UNITED STATES v. LLOYD.

[4 Cranch, C. C. 468.]1

Circuit Court, District of Columbia.

Oct. 18, 1834.

ASSAULT AND BATTERY—UPON SLAVE.

1. A simple assault and battery on a slave is not an indictable offence. A simple assault upon a slave, even with intent to murder him, is not an offence at common law.

2. There must be a battery, as well as an assault with an intent to kill, to bring the case within the penitentiary act [4 Stat. 448]. The court refused to quash the indictment without prejudice to a motion in arrest of judgment.

[This was an indictment against Henry Lloyd.]

Assault and battery. The first count was for a simple assault and battery upon a slave.
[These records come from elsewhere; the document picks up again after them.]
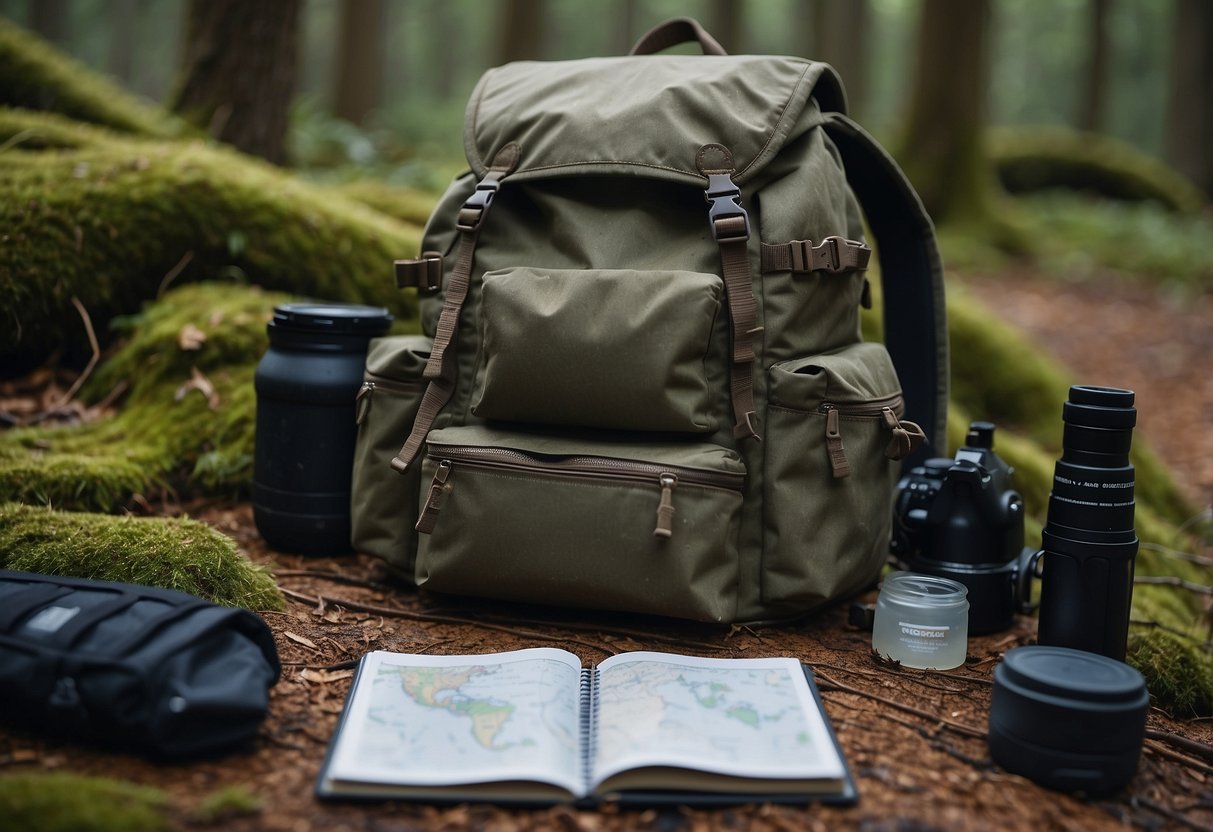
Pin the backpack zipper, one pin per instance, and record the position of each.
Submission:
(887, 409)
(371, 382)
(665, 477)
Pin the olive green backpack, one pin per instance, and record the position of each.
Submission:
(645, 388)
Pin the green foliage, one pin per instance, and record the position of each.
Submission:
(1083, 237)
(106, 218)
(62, 802)
(400, 203)
(174, 553)
(226, 804)
(188, 419)
(35, 75)
(1178, 673)
(1030, 159)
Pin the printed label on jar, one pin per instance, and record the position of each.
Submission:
(922, 638)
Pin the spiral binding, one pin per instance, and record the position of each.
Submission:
(588, 723)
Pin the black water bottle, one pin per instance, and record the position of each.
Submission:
(306, 385)
(1089, 543)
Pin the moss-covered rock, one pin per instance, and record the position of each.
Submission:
(108, 220)
(187, 419)
(174, 553)
(62, 802)
(1030, 159)
(404, 204)
(35, 75)
(1178, 671)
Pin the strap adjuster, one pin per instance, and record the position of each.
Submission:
(830, 250)
(725, 216)
(423, 274)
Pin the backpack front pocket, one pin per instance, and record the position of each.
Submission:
(382, 505)
(637, 526)
(598, 348)
(833, 439)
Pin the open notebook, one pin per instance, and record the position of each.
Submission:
(534, 727)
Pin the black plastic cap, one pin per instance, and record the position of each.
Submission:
(1068, 719)
(336, 318)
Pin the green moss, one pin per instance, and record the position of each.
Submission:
(104, 218)
(1178, 672)
(1030, 159)
(226, 804)
(174, 553)
(60, 802)
(169, 434)
(35, 75)
(405, 204)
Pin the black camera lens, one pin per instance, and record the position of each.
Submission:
(1089, 541)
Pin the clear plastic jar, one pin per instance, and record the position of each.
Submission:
(922, 621)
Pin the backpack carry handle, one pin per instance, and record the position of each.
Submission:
(677, 30)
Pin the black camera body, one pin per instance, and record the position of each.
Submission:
(960, 518)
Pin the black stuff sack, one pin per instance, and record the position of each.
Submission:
(158, 672)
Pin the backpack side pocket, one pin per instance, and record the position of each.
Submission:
(383, 503)
(833, 439)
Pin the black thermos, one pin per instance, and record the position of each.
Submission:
(306, 385)
(1089, 543)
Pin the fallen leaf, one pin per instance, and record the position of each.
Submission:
(324, 677)
(203, 385)
(300, 639)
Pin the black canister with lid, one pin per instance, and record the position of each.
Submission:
(1068, 719)
(306, 385)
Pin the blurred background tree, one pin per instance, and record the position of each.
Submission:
(237, 72)
(385, 81)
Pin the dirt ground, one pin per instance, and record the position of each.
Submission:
(915, 740)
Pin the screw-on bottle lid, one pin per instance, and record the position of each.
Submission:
(336, 318)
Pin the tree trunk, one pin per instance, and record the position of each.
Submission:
(1093, 100)
(943, 150)
(625, 32)
(123, 22)
(238, 72)
(359, 60)
(840, 38)
(727, 24)
(1189, 138)
(448, 32)
(52, 21)
(520, 30)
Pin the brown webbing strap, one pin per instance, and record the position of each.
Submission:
(440, 369)
(730, 227)
(833, 254)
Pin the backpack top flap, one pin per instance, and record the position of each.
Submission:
(643, 115)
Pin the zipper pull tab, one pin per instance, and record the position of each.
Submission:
(907, 437)
(838, 463)
(438, 490)
(666, 507)
(363, 403)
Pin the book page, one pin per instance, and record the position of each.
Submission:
(739, 717)
(445, 721)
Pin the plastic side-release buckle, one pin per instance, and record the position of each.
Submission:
(477, 204)
(728, 220)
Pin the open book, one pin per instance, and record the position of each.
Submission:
(534, 727)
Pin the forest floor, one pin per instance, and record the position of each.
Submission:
(915, 740)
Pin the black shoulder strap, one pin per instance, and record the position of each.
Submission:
(911, 278)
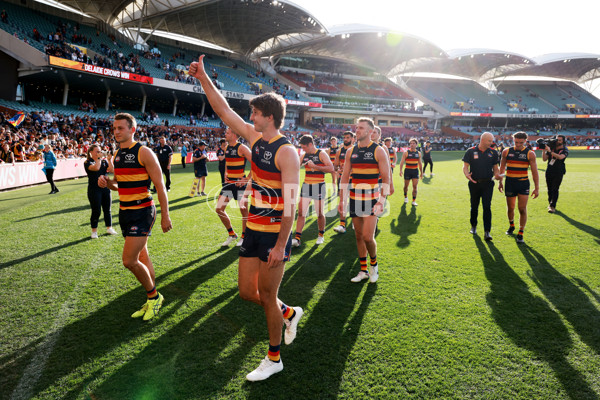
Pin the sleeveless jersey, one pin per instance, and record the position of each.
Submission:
(517, 163)
(266, 203)
(412, 159)
(392, 152)
(331, 152)
(365, 173)
(234, 163)
(342, 159)
(132, 178)
(312, 175)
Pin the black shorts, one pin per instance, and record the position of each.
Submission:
(137, 222)
(411, 174)
(514, 187)
(231, 191)
(200, 172)
(361, 208)
(314, 191)
(259, 244)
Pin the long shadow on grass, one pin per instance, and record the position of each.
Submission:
(57, 212)
(205, 357)
(567, 298)
(529, 321)
(316, 361)
(86, 345)
(581, 226)
(405, 225)
(42, 253)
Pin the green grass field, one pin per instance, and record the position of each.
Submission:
(451, 317)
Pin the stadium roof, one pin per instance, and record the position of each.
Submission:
(274, 28)
(578, 67)
(238, 25)
(371, 46)
(476, 64)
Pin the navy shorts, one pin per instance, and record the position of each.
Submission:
(138, 222)
(231, 191)
(259, 244)
(314, 191)
(411, 174)
(514, 187)
(361, 208)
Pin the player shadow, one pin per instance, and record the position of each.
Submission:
(203, 358)
(57, 212)
(102, 332)
(586, 287)
(581, 226)
(405, 225)
(328, 334)
(567, 298)
(43, 252)
(529, 322)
The second count was for assault (not assault and battery) with intent to kill and murder, a negro slave, Harry.

Mr. Brent, in arguing to the jury, contended that the second count is not a good count under the penitentiary act, which requires that there should be a battery as well as an assault with an intent to kill.

Mr. Key, contra, that it is a good count at common law.

Verdict, guilty on both counts, and amerced by the jury $20 on the first count.

THE COURT (nem. con.) was of opinion, that a simple assault and battery on a slave, is not an indictable offence; that a simple assault upon a slave, even with an intent to murder him, is not an offence at law; that 987the second count was had under the penitentiary act, because it did not charge a battery.

CRANCH, Chief Judge, doubted of this, because the murder of a slave is a felony, and an assault with intent, to commit a felony is a misdemeanor, at common law.

October 18, 1834. A new indictment was this day found by the grand jury against the defendant. The first count was for publicly and cruelly beating Harry, a slave. Second count for assault and battery with intent to murder the slave, Harry.

Mr. Brent, for the defendant, moved to quash the indictment, because, he contended, it was not an offence to assault and beat a slave, even with intent to murder him.

THE COURT (nem. con.) refused to quash the indictment, without prejudice to a motion in arrest of judgment, if the verdict should be against the defendant.